Westfälische Rundschau Hagen

Day of Song: Ganz Hagen singt

Hagen. Countdown statt Glockengeläut: „10, 9, 8, 7, 6...0“ - Generalmusikdirektor Florian Ludwig lässt den Orchestermusikern den Vortritt. Sie spielen ein paar Takte vor, dann setzt die Masse Mensch auf dem Rathausplatz ein. „Glück auf, der Steiger kommt“ erklingt pünktlich um 12.10 Uhr vor knallblauem Himmel aus über achthundert Kehlen. Hagen singt wie mit einer Stimme: laut und schräg, leise und inbrünstig, geschult und brüchig. Es war alles egal, jede(r) durfte und konnte mitsingen.

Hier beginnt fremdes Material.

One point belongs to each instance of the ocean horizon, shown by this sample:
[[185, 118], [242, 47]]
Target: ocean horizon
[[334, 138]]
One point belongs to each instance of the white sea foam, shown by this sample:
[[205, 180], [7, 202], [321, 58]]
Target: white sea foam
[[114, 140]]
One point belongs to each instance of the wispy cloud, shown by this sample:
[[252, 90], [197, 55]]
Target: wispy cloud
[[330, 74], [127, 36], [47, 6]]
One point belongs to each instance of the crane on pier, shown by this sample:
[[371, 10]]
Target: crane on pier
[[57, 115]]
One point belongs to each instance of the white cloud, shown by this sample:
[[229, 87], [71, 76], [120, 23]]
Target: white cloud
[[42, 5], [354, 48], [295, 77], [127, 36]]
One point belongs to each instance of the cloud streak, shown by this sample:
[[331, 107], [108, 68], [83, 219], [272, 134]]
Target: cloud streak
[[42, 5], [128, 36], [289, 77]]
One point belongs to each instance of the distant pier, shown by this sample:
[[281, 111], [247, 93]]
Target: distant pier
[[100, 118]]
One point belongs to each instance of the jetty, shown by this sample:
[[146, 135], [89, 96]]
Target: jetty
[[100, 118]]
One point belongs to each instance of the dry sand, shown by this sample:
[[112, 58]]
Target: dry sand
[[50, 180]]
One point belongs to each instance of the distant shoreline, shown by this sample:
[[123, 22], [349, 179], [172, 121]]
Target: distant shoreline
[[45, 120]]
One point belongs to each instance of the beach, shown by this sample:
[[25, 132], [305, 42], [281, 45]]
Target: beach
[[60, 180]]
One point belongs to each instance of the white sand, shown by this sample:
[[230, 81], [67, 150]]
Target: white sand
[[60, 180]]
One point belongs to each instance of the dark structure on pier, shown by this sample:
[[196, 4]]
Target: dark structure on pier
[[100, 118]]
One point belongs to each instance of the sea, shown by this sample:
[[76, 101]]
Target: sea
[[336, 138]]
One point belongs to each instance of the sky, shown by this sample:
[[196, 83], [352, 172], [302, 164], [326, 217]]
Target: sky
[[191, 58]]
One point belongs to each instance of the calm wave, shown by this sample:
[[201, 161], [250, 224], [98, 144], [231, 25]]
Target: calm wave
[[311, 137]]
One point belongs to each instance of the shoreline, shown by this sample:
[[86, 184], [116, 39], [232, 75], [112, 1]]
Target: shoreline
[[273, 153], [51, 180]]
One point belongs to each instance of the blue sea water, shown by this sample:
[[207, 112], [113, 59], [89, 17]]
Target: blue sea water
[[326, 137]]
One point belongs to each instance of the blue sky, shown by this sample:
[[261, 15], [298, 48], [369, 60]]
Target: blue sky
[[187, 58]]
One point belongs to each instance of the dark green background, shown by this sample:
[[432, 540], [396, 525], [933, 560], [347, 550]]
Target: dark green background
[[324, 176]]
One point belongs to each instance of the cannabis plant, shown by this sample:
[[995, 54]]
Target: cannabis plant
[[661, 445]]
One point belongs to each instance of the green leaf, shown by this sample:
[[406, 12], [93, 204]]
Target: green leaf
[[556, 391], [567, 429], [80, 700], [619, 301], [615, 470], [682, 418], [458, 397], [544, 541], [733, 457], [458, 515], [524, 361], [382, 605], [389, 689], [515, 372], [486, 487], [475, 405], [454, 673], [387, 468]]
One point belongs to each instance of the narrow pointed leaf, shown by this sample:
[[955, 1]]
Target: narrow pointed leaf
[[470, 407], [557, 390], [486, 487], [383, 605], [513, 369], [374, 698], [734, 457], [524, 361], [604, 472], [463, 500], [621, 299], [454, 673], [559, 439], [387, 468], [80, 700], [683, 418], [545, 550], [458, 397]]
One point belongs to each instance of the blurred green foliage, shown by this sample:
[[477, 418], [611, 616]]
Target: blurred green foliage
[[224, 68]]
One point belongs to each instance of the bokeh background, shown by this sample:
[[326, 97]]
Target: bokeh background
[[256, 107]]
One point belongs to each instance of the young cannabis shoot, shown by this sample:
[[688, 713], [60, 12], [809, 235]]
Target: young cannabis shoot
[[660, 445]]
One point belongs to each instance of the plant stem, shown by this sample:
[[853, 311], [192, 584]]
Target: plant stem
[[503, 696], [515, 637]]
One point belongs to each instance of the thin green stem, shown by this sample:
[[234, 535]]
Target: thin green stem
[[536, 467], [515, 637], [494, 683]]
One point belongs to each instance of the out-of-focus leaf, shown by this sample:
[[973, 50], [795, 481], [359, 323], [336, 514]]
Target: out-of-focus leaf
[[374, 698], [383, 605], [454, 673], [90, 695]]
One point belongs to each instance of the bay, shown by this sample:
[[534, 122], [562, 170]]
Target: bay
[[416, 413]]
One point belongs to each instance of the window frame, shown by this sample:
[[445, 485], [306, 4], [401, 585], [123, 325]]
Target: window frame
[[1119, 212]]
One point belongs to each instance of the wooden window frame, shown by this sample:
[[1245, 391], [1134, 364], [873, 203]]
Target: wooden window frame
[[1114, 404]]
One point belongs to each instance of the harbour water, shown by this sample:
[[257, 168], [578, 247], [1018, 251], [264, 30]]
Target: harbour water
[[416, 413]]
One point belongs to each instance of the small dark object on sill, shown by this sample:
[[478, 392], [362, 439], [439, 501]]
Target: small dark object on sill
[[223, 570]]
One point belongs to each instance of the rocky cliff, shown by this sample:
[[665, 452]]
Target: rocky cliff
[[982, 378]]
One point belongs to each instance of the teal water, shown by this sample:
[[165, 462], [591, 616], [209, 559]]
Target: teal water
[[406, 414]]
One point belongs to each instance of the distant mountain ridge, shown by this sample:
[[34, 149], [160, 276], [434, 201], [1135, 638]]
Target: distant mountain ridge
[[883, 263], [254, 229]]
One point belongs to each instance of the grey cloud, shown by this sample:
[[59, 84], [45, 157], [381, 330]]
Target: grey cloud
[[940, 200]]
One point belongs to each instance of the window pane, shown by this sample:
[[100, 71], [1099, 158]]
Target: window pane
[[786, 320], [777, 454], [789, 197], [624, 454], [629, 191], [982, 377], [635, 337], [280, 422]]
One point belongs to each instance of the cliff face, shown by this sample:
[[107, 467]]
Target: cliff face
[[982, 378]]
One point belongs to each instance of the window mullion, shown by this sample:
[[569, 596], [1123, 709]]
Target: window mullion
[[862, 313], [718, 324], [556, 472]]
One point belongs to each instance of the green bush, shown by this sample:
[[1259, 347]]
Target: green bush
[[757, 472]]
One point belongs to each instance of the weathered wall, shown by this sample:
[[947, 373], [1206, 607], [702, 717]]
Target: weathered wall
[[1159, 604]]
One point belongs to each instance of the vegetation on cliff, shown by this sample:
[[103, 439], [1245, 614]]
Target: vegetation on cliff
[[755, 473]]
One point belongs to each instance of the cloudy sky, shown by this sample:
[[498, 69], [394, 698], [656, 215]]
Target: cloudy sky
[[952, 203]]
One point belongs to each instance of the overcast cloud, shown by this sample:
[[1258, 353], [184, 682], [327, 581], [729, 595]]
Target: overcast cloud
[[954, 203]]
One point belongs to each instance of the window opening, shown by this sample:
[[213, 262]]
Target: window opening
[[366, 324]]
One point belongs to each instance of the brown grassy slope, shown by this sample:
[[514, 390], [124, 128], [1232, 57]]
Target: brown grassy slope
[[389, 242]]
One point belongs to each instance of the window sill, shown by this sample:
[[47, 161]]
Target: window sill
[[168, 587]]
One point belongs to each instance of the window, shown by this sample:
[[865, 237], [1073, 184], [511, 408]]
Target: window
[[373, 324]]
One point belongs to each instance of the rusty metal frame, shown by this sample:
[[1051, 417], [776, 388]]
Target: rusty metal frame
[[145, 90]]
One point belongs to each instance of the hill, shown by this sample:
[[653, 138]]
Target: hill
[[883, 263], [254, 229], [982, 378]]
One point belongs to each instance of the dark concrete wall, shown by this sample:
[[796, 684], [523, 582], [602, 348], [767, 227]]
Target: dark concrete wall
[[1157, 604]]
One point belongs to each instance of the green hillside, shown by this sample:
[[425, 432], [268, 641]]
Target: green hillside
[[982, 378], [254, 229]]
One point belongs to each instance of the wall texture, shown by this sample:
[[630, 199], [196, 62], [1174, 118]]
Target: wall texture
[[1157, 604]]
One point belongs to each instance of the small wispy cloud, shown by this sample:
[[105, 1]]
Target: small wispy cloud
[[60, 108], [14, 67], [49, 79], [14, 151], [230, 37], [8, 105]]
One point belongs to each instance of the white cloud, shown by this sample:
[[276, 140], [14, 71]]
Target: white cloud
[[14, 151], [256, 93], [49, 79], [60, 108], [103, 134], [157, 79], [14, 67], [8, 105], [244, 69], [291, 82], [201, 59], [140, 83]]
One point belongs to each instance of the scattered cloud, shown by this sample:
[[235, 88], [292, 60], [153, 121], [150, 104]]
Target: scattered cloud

Langsam kriecht die Gänsehaut an den Beinen hoch. Sie verbreitet sich über die Arme, bis zum Haaransatz, als bei „Komm’ zur Ruhr’ orangefarbene Fähnchen hin und her schwenken. Da springt der Funke vollends über. „Es ist schon toll zu erleben, was man mit Musik erreichen kann“, findet Melanie, die zusammen mit Tochter Clara, Oma Conny und Opa Ulrich zum „Day of song“ gekommen ist. Hagen ist an dem Samstag ein gefühltes Stück Kulturhauptstadt. „Wir sind Kulturhauptstadt“, insistieren Melanie & Co lachend.

Dagegen klangen die Stimmen zuvor bei anspruchsvolleren Stücken wie dem Gefangenenchor aus Nabucco von Guiseppe Verdi oder auch „Der Lindenbaum“ noch verhalten. GMD Ludwig, der das Liedgut für den Tag in einem Textbuch zusammengefasst hatte, verlangte den Hagenerinnen und Hagenern einiges ab. „Ohne Mut geht heute nichts“, scherzte er gut gelaunt von der Bühne herunter.

Nur die „Ode an Hagen“ gerät zur echten Bewährungsprobe, text- und stimmsichere Chöre auf den Podesten geben bei bekannten Stücken den Ton an. Das Hagen-Lied ist für alle neu - und dann soll’s noch ein Kanon sein. Puh. An der Zeile „Du hast Profil“ beißt sich die versammelte Sängerschar zunächst die Zähne aus. Der GMD leitet an: „Das Profil ist nicht so hoch...“ Die Aussage hängt ein paar Sekunden in der Luft, viele lachen. Heute nimmt man nichts krumm: nicht Ironie, keine schiefen Töne. Trotzdem: nochmals von vorn. Dann klappt’s reibungslos, sogar im Kanon. Na bitte.

„So harmonisch habe ich Hagen noch nicht erlebt“, hatte Oberbürgermeister Jörg Dehm verkündet - und an der Stelle ein paar Buhrufe kassiert. Da versteht Hagen doch keinen Spaß.

Das ist schnell vergessen und als die Kinderchöre „We’re the world“ vorgeben, fällt die Menge ein. Der Refrain wird zur Endlosschleife, die Zeit steht still, das Gemeinschaftsgefühl trägt durch den Rest des Großkonzertes. Obwohl sich der Platz bereits ob der sengenden Sonne etwas geleert hat, schlägt die Begeisterung nochmal hohe Wogen, als OB Dehm zur Wiederholung der Ruhrgebietshymne aufruft. Die Band „Rockaholix“ aus Schwerte legt sich erneut ins Zeug und in die Saiten. Klasse.

Der „Day of song“ setzt sich anschließend fort auf Plätzen, in der Volmegalerie, in Weinkellern, Kirchen und Altenheimen. Die Macht der vertonten Worte, Spaß am gemeinschaftlichen Singen - besseres Marketing kann sich die Chorlandschaft in Hagen, die vor allem über eins klagt: fehlenden Nachwuchs, gar nicht wünschen.